The differences go far beyond operational complexity. HPC environments are generally dedicated to a smaller number of large-scale workloads—say, computation for particle accelerator experiments—whose results will be widely shared, while enterprise environments have strong compliance and security requirements around many users. HPC applications may access massive datasets, but each application is specialized for data from a specific domain. General-purpose environments support many different types of users and applications, often combining data from diverse sources ranging from file systems, distributed databases, data warehouses and streaming live data from sensors. HPC applications rely on a limited set of libraries that remain fairly stable, while general-purpose environments get frequent updates, from security patches to constantly evolving services and libraries. HPC jobs are batch scheduled (e.g., managed using SLURM), where all the computers in the cluster may work on the same problem simultaneously, while general-purpose environments typically support loosely coupled independent tasks and interactive workloads orchestrated using platforms like Kubernetes.
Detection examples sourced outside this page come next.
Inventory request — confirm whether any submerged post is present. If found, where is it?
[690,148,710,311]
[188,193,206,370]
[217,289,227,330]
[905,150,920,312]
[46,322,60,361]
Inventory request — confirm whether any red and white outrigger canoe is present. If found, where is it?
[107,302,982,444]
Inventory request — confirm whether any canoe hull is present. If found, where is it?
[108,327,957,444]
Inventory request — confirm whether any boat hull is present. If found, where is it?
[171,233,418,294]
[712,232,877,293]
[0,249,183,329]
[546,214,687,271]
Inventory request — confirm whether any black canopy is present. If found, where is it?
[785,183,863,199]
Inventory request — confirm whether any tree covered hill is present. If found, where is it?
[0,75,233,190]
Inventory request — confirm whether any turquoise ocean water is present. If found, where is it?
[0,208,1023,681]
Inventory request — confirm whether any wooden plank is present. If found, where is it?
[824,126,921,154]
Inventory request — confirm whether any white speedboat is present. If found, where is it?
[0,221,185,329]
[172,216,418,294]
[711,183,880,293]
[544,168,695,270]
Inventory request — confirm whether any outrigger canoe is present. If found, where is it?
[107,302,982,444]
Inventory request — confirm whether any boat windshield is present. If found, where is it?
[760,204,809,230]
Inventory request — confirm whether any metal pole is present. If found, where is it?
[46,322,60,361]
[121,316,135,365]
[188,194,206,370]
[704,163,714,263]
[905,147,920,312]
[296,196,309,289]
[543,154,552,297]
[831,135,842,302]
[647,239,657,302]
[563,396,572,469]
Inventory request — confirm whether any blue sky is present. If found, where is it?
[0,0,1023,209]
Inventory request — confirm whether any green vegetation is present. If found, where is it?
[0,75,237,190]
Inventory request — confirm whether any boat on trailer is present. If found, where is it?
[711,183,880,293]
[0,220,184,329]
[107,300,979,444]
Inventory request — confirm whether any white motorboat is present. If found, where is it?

HPC generally uses free software and on-premises experts for support, while general-purpose IT pays licensing fees and invests in multitiered processes with vendor partners to ensure 24×7 support and escalation. Finally, to handle computation failures, HPC work has focused on checkpointing, while general-purpose computing requires application state to be tracked and handled independently from compute node state in a cluster (see Pets vs. Cattle).
The Mass Open Cloud (MOC), inspired by Project Kittyhawk (Jonathan Appavoo et al.), has, since its inception, been based on the radical hypothesis that these two worlds could converge into a common platform where both HPC and cloud computing benefit from a set of common services, business models, operational disciplines, and capabilities. The wide-scale adoption of AI is increasingly making this radical hypothesis established practice. For example:
- Neoclouds like CoreWeave, Nebius AI, Lambda, Crusoe, and Voltage Park support both SLURM batch scheduling and Kubernetes dynamic container clusters.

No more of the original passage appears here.